Keep Your Holdings in Different Wallets
One of the best ways to make sure you don’t lose everything when you have an extensive portfolio of digital currencies is splitting everything among many means of storage and savings. Always use more than one account to keep your holdings with you. Keep a good portion of them on physical devices as well.
As you can see, we are nearing the end of our guide, and we haven’t placed the finger on a single product. This is because there is no absolute solution that fits the needs of everybody. All wallets are made different, and they cover the needs of users based on their strategies. It’s up to you and your research to figure out what is the best option based on your needs and the intentions of your investment. There is a lot more to ponder on this topic, but with all this information, you should be able to handle yourself as you test the waters of cryptocurrencies.
Frequently Asked Questions about Cryptocurrency Wallets
1. Since cryptocurrency transactions are managed on an open Blockchain, are the wallets anonymous?
No. Wallets are not linked to your real identity if that’s a concern to you. But the transactions are stored on the public blockchain, and they can be traced to your IP address if you are not using a VPN service.
2. What are the fees collected by cryptocurrency wallets?
It depends on the service provider. Most digital wallets will tell you loud and clear the fees they collect on the terms of service. You need to pay attention to these online contracts before accepting them. If it’s too much of a hassle, you may want to check their community to learn about these fees.
3. Can I store all my cryptocurrencies in the same wallet?
Some services allow this because they have the framework in place to handle these transactions. It is not the most common practice, and it’s never a good idea to place all your eggs in the same basket.

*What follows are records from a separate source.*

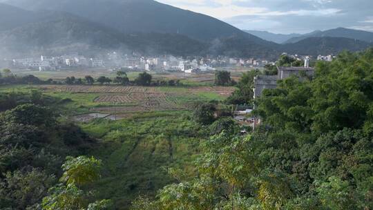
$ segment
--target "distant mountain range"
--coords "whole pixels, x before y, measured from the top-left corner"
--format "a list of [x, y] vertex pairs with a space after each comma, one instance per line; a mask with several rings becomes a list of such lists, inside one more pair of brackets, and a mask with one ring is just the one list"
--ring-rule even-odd
[[[209, 16], [152, 0], [1, 1], [12, 6], [0, 3], [3, 17], [0, 19], [0, 55], [94, 54], [115, 50], [144, 55], [209, 54], [274, 59], [283, 52], [336, 54], [371, 45], [345, 38], [305, 35], [302, 41], [279, 44], [275, 42], [285, 40], [287, 35], [253, 32], [254, 35]], [[296, 37], [300, 37], [290, 39]]]
[[360, 30], [337, 28], [325, 31], [315, 31], [311, 34], [292, 37], [285, 43], [296, 43], [308, 37], [343, 37], [358, 39], [368, 43], [373, 42], [373, 32]]
[[243, 31], [260, 37], [265, 40], [276, 42], [277, 44], [283, 44], [293, 37], [297, 37], [303, 35], [301, 34], [295, 33], [289, 35], [275, 34], [262, 30], [244, 30]]

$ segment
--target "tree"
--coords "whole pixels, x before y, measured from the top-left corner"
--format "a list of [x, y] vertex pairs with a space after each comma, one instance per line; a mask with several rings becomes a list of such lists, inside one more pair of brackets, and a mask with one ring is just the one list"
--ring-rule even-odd
[[93, 77], [92, 77], [91, 76], [87, 75], [84, 77], [84, 79], [86, 79], [87, 84], [89, 85], [93, 85], [93, 83], [95, 83], [95, 79], [93, 79]]
[[4, 68], [3, 69], [3, 77], [13, 77], [13, 73], [9, 68]]
[[67, 157], [62, 165], [64, 173], [61, 181], [79, 186], [92, 182], [100, 178], [101, 160], [93, 157]]
[[36, 126], [52, 126], [55, 123], [55, 114], [52, 111], [32, 104], [19, 105], [10, 111], [7, 111], [4, 117], [8, 122]]
[[215, 72], [215, 84], [225, 86], [231, 84], [231, 73], [226, 70], [217, 70]]
[[175, 80], [173, 80], [173, 79], [169, 80], [168, 84], [169, 84], [169, 86], [174, 86], [175, 84]]
[[43, 198], [44, 210], [80, 210], [86, 205], [84, 191], [73, 184], [59, 184], [49, 189], [48, 193]]
[[321, 202], [331, 210], [358, 209], [355, 196], [348, 182], [335, 176], [327, 182], [316, 182], [316, 191]]
[[8, 171], [3, 179], [0, 179], [0, 207], [17, 209], [32, 208], [46, 195], [55, 180], [54, 175], [36, 169], [30, 171]]
[[102, 85], [104, 83], [110, 84], [111, 82], [111, 79], [106, 77], [101, 76], [97, 79], [97, 82]]
[[122, 70], [119, 70], [117, 72], [117, 76], [121, 77], [127, 77], [127, 73]]
[[44, 210], [104, 210], [110, 209], [111, 202], [108, 200], [89, 204], [92, 193], [86, 193], [79, 187], [92, 183], [100, 178], [101, 160], [93, 157], [67, 157], [62, 165], [64, 174], [61, 183], [49, 190], [49, 195], [43, 198]]
[[79, 79], [76, 79], [75, 84], [83, 84], [83, 79], [82, 79], [82, 78], [79, 78]]
[[149, 86], [151, 84], [152, 76], [146, 72], [139, 74], [135, 82], [139, 86]]
[[202, 124], [210, 124], [215, 120], [216, 107], [209, 103], [200, 104], [196, 106], [193, 112], [193, 119]]
[[73, 80], [70, 77], [67, 77], [66, 79], [65, 79], [65, 83], [67, 84], [73, 84], [74, 83]]
[[229, 134], [237, 133], [238, 124], [231, 117], [222, 117], [214, 122], [210, 126], [210, 134], [220, 134], [223, 131]]

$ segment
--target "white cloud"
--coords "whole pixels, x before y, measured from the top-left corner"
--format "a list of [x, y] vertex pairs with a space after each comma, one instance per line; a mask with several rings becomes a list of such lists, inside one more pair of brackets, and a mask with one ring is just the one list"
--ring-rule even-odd
[[291, 33], [336, 27], [372, 30], [373, 0], [157, 0], [241, 29]]

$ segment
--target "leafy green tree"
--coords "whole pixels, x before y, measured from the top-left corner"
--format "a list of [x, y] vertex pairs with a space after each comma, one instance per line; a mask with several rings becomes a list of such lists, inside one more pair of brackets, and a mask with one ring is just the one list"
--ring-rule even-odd
[[64, 174], [59, 184], [49, 190], [43, 198], [42, 208], [52, 209], [111, 209], [111, 200], [103, 200], [89, 203], [92, 193], [86, 193], [78, 187], [90, 184], [101, 177], [102, 162], [93, 157], [67, 157], [62, 165]]
[[74, 84], [74, 81], [71, 79], [71, 77], [67, 77], [66, 79], [65, 79], [65, 83], [67, 84]]
[[117, 76], [118, 77], [127, 77], [127, 73], [125, 71], [119, 70], [117, 72]]
[[226, 86], [231, 84], [231, 73], [226, 70], [217, 70], [215, 72], [215, 84]]
[[4, 113], [7, 122], [34, 126], [48, 125], [55, 123], [55, 114], [48, 108], [26, 104], [17, 106]]
[[59, 184], [49, 189], [49, 195], [43, 198], [44, 210], [80, 210], [86, 205], [84, 193], [75, 184]]
[[217, 135], [224, 131], [227, 133], [233, 135], [238, 133], [239, 128], [238, 124], [231, 117], [222, 117], [210, 126], [210, 134]]
[[64, 173], [61, 181], [79, 186], [92, 182], [101, 177], [102, 164], [101, 160], [93, 157], [67, 157], [62, 165]]
[[98, 77], [97, 82], [99, 82], [101, 85], [104, 84], [104, 83], [110, 84], [112, 81], [110, 78], [108, 78], [104, 76], [101, 76]]
[[215, 121], [216, 107], [213, 104], [204, 103], [196, 106], [193, 112], [193, 119], [202, 124], [210, 124]]
[[55, 182], [55, 177], [44, 171], [7, 172], [0, 179], [0, 207], [26, 209], [35, 207], [46, 195], [48, 189]]
[[95, 79], [90, 75], [86, 75], [84, 79], [86, 82], [89, 85], [93, 85], [95, 83]]
[[149, 86], [151, 84], [152, 76], [146, 72], [139, 74], [135, 82], [139, 86]]
[[348, 182], [331, 176], [328, 182], [316, 182], [316, 191], [321, 202], [331, 210], [358, 209]]
[[87, 210], [110, 210], [113, 209], [113, 202], [110, 200], [96, 201], [88, 204]]
[[3, 73], [2, 73], [2, 75], [3, 77], [12, 77], [13, 76], [13, 73], [12, 73], [12, 71], [10, 70], [10, 69], [9, 68], [4, 68], [3, 69]]

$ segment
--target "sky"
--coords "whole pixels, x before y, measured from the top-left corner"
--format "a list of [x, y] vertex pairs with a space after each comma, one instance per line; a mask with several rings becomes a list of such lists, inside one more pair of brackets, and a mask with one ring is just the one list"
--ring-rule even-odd
[[289, 34], [338, 27], [373, 32], [373, 0], [157, 0], [242, 30]]

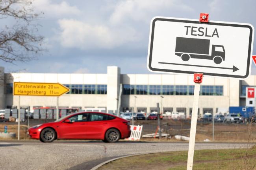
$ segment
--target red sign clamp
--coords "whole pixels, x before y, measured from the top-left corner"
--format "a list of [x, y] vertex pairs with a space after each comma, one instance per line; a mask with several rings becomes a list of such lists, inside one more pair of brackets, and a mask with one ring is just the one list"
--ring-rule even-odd
[[202, 73], [195, 73], [194, 74], [194, 82], [196, 83], [201, 83], [202, 80]]
[[206, 13], [200, 13], [199, 22], [209, 22], [209, 14]]

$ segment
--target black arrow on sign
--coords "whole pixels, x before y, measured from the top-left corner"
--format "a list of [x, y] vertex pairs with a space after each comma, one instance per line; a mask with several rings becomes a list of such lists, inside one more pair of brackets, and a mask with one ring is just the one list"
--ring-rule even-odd
[[179, 65], [180, 66], [194, 66], [195, 67], [206, 67], [208, 68], [220, 68], [222, 69], [232, 69], [233, 70], [233, 72], [234, 72], [236, 71], [237, 71], [239, 69], [237, 67], [235, 67], [234, 66], [233, 66], [233, 68], [227, 68], [226, 67], [214, 67], [213, 66], [198, 66], [197, 65], [190, 65], [190, 64], [177, 64], [177, 63], [172, 63], [171, 62], [158, 62], [159, 64], [172, 64], [172, 65]]

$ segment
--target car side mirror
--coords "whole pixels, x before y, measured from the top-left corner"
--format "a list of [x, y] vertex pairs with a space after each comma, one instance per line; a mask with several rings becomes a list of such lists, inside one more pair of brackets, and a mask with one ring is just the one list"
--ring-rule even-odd
[[72, 123], [70, 121], [70, 120], [69, 119], [66, 119], [64, 121], [64, 123]]

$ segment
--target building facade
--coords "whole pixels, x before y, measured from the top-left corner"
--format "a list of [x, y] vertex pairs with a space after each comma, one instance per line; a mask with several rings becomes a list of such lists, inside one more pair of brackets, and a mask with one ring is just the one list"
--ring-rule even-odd
[[[70, 91], [59, 97], [60, 107], [104, 108], [117, 112], [120, 84], [121, 111], [151, 112], [158, 102], [161, 112], [192, 112], [194, 83], [193, 76], [172, 74], [122, 74], [117, 66], [108, 67], [106, 74], [6, 73], [0, 68], [0, 109], [15, 108], [18, 96], [12, 94], [13, 82], [62, 84]], [[1, 81], [2, 80], [2, 81]], [[245, 105], [245, 89], [256, 86], [256, 77], [245, 80], [204, 77], [201, 85], [198, 116], [216, 113], [218, 108]], [[20, 96], [21, 108], [56, 107], [57, 97]]]

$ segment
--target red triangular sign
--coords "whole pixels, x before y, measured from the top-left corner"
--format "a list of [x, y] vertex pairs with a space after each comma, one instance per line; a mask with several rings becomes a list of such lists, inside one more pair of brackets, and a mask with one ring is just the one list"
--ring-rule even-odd
[[253, 60], [253, 61], [254, 62], [254, 64], [255, 64], [255, 66], [256, 66], [256, 55], [252, 55], [252, 60]]

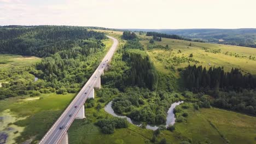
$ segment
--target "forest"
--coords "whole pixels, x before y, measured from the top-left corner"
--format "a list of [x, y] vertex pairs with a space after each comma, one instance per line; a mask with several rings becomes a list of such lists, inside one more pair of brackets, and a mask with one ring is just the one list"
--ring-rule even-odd
[[[154, 37], [159, 37], [159, 38], [165, 38], [168, 39], [180, 39], [180, 40], [184, 40], [187, 41], [196, 41], [196, 42], [200, 42], [203, 43], [204, 41], [198, 39], [191, 39], [188, 38], [183, 38], [181, 36], [176, 35], [176, 34], [167, 34], [164, 33], [160, 33], [158, 32], [147, 32], [146, 34], [147, 36], [153, 36]], [[160, 38], [159, 38], [160, 40]]]
[[45, 57], [79, 46], [94, 46], [84, 40], [105, 38], [104, 34], [83, 27], [37, 26], [0, 28], [0, 53]]
[[225, 73], [220, 67], [210, 67], [206, 70], [202, 66], [189, 65], [183, 71], [183, 76], [186, 87], [194, 92], [208, 89], [241, 92], [243, 89], [256, 88], [256, 78], [249, 73], [243, 75], [237, 68]]
[[[44, 58], [34, 67], [17, 69], [19, 77], [26, 74], [18, 79], [15, 73], [2, 71], [1, 77], [8, 79], [9, 82], [0, 88], [0, 99], [55, 92], [76, 93], [92, 73], [98, 58], [104, 54], [105, 45], [102, 40], [105, 38], [102, 33], [79, 27], [0, 28], [2, 53]], [[34, 82], [33, 76], [39, 80]]]
[[189, 65], [183, 71], [187, 88], [212, 95], [211, 105], [220, 108], [256, 115], [256, 79], [237, 69], [224, 72], [220, 67]]

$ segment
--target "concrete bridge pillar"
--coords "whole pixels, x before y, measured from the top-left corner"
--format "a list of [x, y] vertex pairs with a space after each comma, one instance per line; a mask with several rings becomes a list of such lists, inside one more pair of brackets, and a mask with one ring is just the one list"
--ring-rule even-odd
[[97, 82], [94, 87], [101, 88], [101, 77], [97, 79]]
[[84, 105], [83, 105], [81, 108], [80, 108], [78, 113], [75, 116], [75, 119], [83, 119], [85, 118], [85, 116], [84, 115]]
[[94, 88], [91, 89], [91, 92], [90, 92], [89, 94], [88, 95], [88, 98], [93, 98], [94, 99]]
[[66, 132], [59, 144], [68, 144], [68, 134]]

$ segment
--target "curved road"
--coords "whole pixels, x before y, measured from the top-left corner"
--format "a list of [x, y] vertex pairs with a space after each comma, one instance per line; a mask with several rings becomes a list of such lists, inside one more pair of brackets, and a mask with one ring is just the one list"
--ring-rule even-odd
[[[95, 71], [88, 80], [86, 83], [83, 87], [77, 96], [61, 114], [61, 116], [55, 122], [48, 131], [47, 131], [46, 134], [39, 143], [39, 144], [60, 143], [61, 139], [65, 135], [75, 119], [79, 110], [85, 103], [89, 95], [89, 93], [92, 91], [91, 90], [94, 88], [94, 86], [96, 83], [97, 79], [100, 79], [101, 75], [103, 72], [107, 65], [107, 63], [114, 55], [118, 44], [118, 41], [116, 39], [109, 36], [107, 37], [114, 41], [114, 43], [111, 48], [108, 51], [98, 68], [97, 68]], [[85, 93], [86, 93], [86, 94], [85, 94]], [[77, 107], [75, 107], [75, 106], [77, 106]], [[69, 115], [71, 115], [71, 117], [69, 116]], [[63, 128], [62, 129], [60, 129], [60, 127], [62, 126]]]

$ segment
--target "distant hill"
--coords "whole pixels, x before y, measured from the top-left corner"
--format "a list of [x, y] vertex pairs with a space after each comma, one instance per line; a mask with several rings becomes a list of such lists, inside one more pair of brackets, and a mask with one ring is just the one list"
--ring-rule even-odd
[[177, 34], [204, 41], [256, 47], [256, 28], [241, 29], [123, 29]]

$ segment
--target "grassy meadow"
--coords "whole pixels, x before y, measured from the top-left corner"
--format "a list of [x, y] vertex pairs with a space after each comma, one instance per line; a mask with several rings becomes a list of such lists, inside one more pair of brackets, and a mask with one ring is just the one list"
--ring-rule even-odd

4. What’s the best cryptocurrency wallet?
As we have stated numerous times, that’s a matter of personal choice that depends entirely on the needs you have in place or the strategy you want to pursue investing in cryptocurrencies.
5. What is a light client, and what does it have to do with digital wallets?
Certain wallets require that you run a node of their blockchain. Your computer will become a part of their system to handle transactions. This can drain your systems if they are not up for it. Most of these wallets also offer the option of becoming a light client. This option allows you to navigate their network and manage transactions in the blockchain without having to download nodes. This is the default option for most mobile users.